O carnaval está se aproximando e rendendo muito assunto. Uma questão que foi levantada pela jornalista Iesa Rodrigues me fez pensar: nossa maior manifestação artística seria nossa “alta-costura”? Podemos achar várias razões para dizer que sim.
* Quem já viu de perto os desfiles das escolas de samba consegue visualizar toda a beleza estética e riqueza que existe nesse processo de um ano intenso de criação, com materiais que vão do lixo ao luxo. Quando eu falo do lixo ao luxo é porque ao mesmo tempo em que usam garafas pet, embalagem de ovo, lacre de latinhas de refrigerante, entre outros materiais, vemos também ricas plumas, paetês e cristais Swarovski, que não custam nada barato.
* O estilista Marcelo Quadros tem uma opinião diferente no Carnaval. Não é exatamente uma “proposta de moda”, já que ele é mais folclórico, alegórico e caricato, porém, luxuoso no emprego dos materiais. Seus desfiles de moda têm mais conteúdo estético e uma preocupação maior com qualidade de acabamento e modelagem, o que caracteriza a alta-costura. Marcelo me apresentou o livro do fashion designer Bob Mackye, que já criou roupas para televisão, cinema, teatro e ópera. Um dos seus maiores ícones de inspiração era a saudosa Carmen Miranda, que completaria 100 anos em 2009. Entre os trabalhos mais chocantes dele está o vestido usado por Cher no Oscar de 1985, puuuuro carnaval! Parecia que a locona ia sair de lá direto para apoteose do samba, inacrê! Sem querer xoxar, o trabalho da roupa é impecável, mas não precisava, vamocombiná?!
* Já Lesa me explicou que a o carnavalesco, o “pseudo estilista do carnaval”, é na verdade um figurinista. O figurinista é o profissional que idealiza o costume de um personagem, enquanto o estilista cria ou desenvolve um estilo de roupa. Parece igual, mas na verdade existe uma megadiferença entre as duas profissões: o processo de pesquisa e criação é semelhante, mas o de desenvolvimento e produção é direcionado de outra forma. Nos desfiles de alta-costura, os estilistas podem pirar no que eles quiserem, então chutam o pau da barraca e a roupa vem com vários dígitos, mas todos moooito justificáveis. Já os carnavalescos têm que trabalhar com X orçamento, e se viram nos trinta pra construir alegorias incríveis e ganhar a competição na passarela do samba. Sendo assim, concordo com a declaração de Lesa de que podemos dar um valor de alta-costura a eles, não é mesmo?

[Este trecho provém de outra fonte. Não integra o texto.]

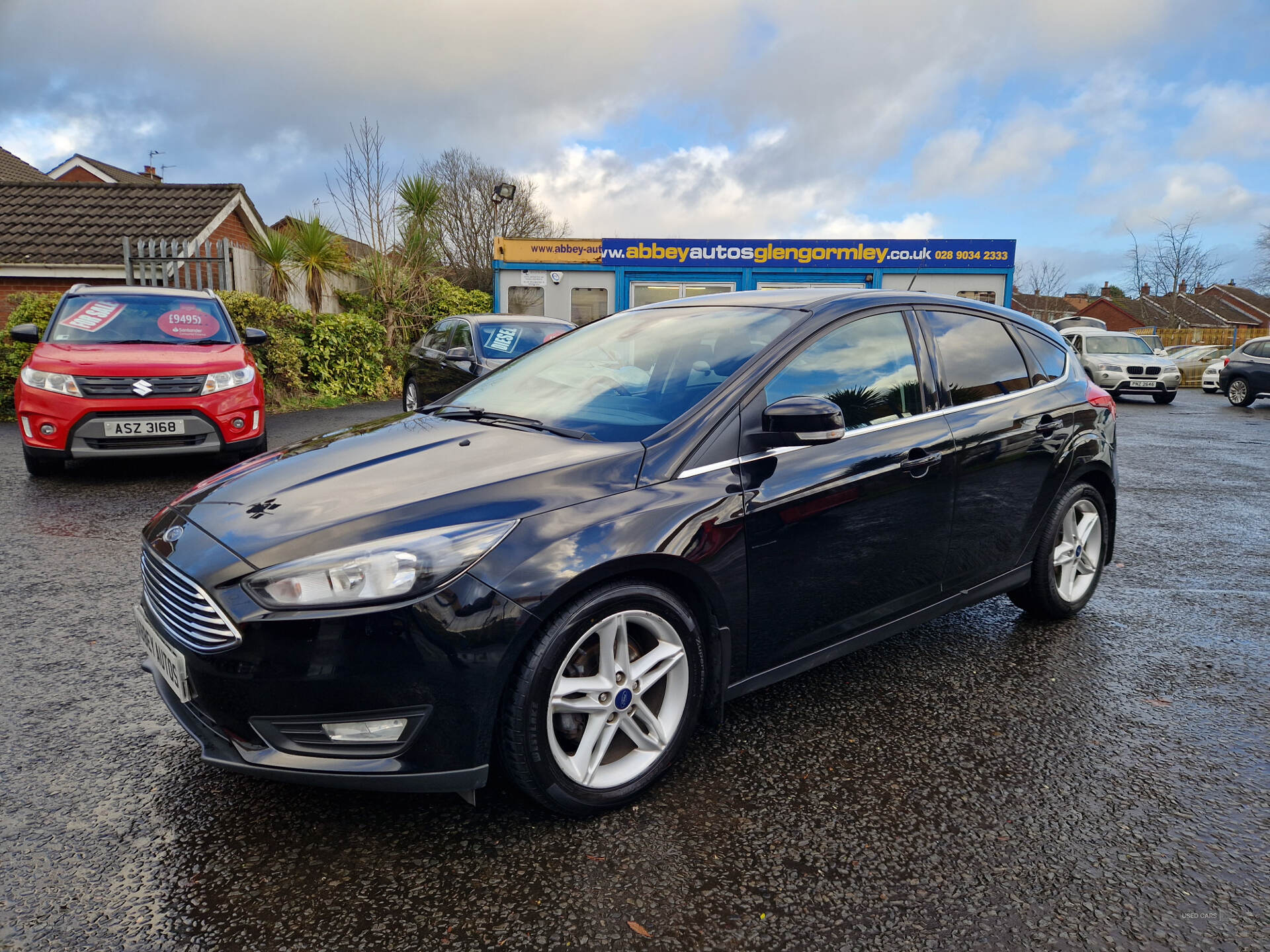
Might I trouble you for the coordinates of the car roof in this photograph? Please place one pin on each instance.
(139, 290)
(816, 300)
(503, 317)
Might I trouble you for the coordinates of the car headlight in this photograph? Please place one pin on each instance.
(229, 379)
(384, 571)
(56, 382)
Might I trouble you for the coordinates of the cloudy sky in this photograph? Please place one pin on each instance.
(1057, 124)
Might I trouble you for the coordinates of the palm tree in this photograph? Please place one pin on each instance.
(273, 249)
(318, 253)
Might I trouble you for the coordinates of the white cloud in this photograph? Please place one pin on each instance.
(966, 161)
(1230, 120)
(701, 192)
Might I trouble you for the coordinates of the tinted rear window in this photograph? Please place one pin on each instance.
(1052, 357)
(116, 319)
(978, 358)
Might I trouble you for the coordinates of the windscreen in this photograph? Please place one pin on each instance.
(140, 319)
(508, 339)
(1128, 344)
(625, 377)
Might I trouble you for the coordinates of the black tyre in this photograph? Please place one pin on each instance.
(605, 698)
(1238, 393)
(1071, 555)
(42, 465)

* Voltando um pouco aos primórdios do carnaval em papo com minha amiga cineasta Carolina Jabor, que recém lançou numa co-produção com Marisa Monte, Lula Buarque de Hollanda e Leo Neto o documentário “O Mistério do Samba”, que conta a história e o cotidiano dos integrantes da velha guarda da Portela. Nessa conversa descobri uma figura importante para a história e imagem do samba: Paulo da Portela, que trabalhou como lustrador e participou de agremiações carnavalescas amadoras formadas por operários e funcionários públicos. Em 1923 ele ajudou fundar a escola Vai Como Pode, que em 1935 adotou oficialmente o nome de Portela. Esse foi “O CARA” que mais lutou para mudar a imagem genérica que se tinha do sambista malandro e vagabundo para o artista de respeito, incluindo a questão “ELEGÂNCIA”. Os ternos eram feitos por grandes alfaiates e tinham caimento perfeito. Taí uma grande relação com a alta-costura: a questão de caimento, acabamento e modelagem, como citei acima. Ele dizia: “O sambista tem que estar com a cabeça e os pés ocupados”, tudo isso porque ele tinha total noção de quão importante era a questão estética para essa mudança de comportamento. Que cara de visão, hein? Isso porque ele dificilmente ouviu falar em alta-costura.
* Carolina acha que a relação Carnaval e alta-costura acontece hoje porque tudo virou uma indústria. Antigamente, diz ela, as fantasias eram muito mais ingênuas, românticas e as inspirações surgiam da necessidade de vivenciar a arte. Era muito natural e instintivo. O “luxo, glamour e riqueza” são características que se vê atualmente nas diferentes passarelas: a do samba e a das semanas de moda. Plumas e paetês são a bola da vez. Se joga!